1. A power transmission system of a vehicle, comprising:

an engine;

a first rotating machine;

a second rotating machine;

a differential unit including an input rotational element, a rotational element connected to the first rotating machine, and an output rotational element connected to the second rotating machine and drive wheels;

an engaging device disposed between the engine and the differential unit, the engaging device being connected to the input rotational element; and

a controller configured to control a slip amount of the engaging device, and increase torque of the engine, when required driving force is equal to or larger than a first predetermined value when the vehicle is started.

2. The power transmission system according to claim 1, wherein

the controller is configured to increase the slip amount of the engaging device, when the required driving force is equal to or larger than a second predetermined value that is larger than the first predetermined value.

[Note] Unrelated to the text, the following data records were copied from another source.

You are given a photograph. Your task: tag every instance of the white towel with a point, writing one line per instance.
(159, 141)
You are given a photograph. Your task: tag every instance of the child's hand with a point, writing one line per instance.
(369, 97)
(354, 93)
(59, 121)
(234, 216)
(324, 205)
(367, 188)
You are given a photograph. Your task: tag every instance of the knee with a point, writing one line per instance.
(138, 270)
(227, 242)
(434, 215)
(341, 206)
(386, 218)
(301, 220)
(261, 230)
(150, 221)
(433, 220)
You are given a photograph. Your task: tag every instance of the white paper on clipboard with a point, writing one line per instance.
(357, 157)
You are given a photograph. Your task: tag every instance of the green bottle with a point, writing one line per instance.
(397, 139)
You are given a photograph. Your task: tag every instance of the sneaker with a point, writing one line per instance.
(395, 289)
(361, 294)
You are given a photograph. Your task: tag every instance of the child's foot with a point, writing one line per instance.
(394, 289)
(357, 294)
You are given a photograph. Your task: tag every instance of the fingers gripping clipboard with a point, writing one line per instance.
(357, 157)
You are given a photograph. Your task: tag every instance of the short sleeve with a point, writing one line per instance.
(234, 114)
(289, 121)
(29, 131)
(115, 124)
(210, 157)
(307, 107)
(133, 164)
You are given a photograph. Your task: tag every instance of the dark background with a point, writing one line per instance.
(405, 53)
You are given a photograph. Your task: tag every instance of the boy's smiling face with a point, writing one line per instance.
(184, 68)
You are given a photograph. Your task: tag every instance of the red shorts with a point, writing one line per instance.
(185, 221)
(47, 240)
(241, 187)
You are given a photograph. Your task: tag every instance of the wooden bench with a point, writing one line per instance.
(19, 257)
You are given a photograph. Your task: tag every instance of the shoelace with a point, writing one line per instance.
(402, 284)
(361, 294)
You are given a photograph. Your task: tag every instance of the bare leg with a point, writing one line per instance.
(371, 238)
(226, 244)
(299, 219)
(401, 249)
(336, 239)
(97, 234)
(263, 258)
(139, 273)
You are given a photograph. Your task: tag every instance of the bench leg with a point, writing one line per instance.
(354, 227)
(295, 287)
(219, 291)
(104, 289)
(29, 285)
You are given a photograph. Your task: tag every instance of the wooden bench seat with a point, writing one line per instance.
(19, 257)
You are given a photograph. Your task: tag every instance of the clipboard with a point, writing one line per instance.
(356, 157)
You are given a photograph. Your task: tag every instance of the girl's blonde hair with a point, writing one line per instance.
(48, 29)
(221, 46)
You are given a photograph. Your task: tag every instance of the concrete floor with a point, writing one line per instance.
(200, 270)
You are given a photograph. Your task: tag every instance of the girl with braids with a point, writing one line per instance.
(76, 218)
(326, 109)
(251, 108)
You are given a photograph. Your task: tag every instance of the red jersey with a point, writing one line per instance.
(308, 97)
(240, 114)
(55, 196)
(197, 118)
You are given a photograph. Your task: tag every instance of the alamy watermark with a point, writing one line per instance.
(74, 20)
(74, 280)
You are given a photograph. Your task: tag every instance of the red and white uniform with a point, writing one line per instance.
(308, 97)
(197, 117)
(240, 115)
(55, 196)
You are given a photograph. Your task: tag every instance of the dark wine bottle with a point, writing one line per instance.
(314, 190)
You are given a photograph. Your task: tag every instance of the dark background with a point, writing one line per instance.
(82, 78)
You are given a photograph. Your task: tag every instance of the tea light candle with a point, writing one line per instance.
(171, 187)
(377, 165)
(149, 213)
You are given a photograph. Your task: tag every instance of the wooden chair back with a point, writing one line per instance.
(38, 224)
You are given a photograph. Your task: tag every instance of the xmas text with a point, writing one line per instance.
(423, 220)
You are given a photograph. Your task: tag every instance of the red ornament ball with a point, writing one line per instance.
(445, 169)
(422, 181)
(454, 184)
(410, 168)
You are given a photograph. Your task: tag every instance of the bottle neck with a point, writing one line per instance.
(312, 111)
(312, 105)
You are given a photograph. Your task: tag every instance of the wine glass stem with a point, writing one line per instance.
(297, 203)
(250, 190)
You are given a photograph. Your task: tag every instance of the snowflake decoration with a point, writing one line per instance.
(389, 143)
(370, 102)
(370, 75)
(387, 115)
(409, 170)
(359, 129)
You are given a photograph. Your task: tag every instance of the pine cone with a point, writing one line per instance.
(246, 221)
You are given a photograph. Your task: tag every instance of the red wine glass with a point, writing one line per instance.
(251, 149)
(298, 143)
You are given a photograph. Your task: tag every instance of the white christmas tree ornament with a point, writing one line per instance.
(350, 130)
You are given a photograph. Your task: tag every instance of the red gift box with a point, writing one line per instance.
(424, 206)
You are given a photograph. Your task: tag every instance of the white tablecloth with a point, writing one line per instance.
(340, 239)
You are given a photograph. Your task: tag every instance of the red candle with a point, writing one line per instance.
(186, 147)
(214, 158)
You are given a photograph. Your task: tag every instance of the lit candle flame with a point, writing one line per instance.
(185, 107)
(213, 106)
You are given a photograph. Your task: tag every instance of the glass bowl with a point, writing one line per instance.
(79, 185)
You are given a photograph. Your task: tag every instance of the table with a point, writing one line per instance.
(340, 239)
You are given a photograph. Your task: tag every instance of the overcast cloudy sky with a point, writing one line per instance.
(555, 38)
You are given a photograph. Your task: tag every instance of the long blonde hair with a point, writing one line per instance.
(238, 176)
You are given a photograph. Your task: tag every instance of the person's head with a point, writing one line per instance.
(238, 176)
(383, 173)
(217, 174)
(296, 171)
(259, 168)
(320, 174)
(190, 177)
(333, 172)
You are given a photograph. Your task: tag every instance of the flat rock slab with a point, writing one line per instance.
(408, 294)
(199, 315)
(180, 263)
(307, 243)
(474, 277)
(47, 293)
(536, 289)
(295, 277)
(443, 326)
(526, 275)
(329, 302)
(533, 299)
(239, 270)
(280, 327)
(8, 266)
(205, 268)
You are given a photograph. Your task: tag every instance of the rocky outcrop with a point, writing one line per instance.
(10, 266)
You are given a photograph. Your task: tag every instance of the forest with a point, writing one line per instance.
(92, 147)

3. The power transmission system according to claim 1 or 2, further comprising: a power storage device that supplies and receives electric power to and from the first rotating machine, wherein

the controller is configured to change the slip amount according to a maximum value of electric power that is allowed to be received by the power storage device.

4. The power transmission system according to claim 3, wherein

the controller is configured to determine the slip amount so that the slip amount increases as the maximum value of the allowed electric power is smaller.

5. The power transmission system according to any one of claims 1 to 4, wherein the controller is configured to control a rotational speed of the first rotating machine when the controller controls the slip amount, so that the rotational speed becomes lower than that when the engaging device is fully engaged.

6. The power transmission system according to claim 5, wherein

the controller is configured to control the rotational speed of the first rotating machine so that the slip amount of the engaging device becomes equal to or smaller than an allowable maximum slip amount.

7. The power transmission system according to any one of claims 1 to 6, wherein the controller is configured to reduce a driving force, instead of controlling the slip amount, when the engaging device is not allowed to slip.

8. A method of controlling a power transmission system of a vehicle including an engine, a first rotating machine, a second rotating machine, a differential unit including an input rotational element, a rotational element connected to the first rotating machine, and an output rotational element connected to the second rotating machine and drive wheels, an engaging device that is disposed between the engine and the differential unit and connected to the input rotational element, and a controller, the method comprising:

controlling, by the controller, a slip amount of the engaging device, and increasing torque of the engine, when required driving force is equal to or larger than a first predetermined value when the vehicle is started.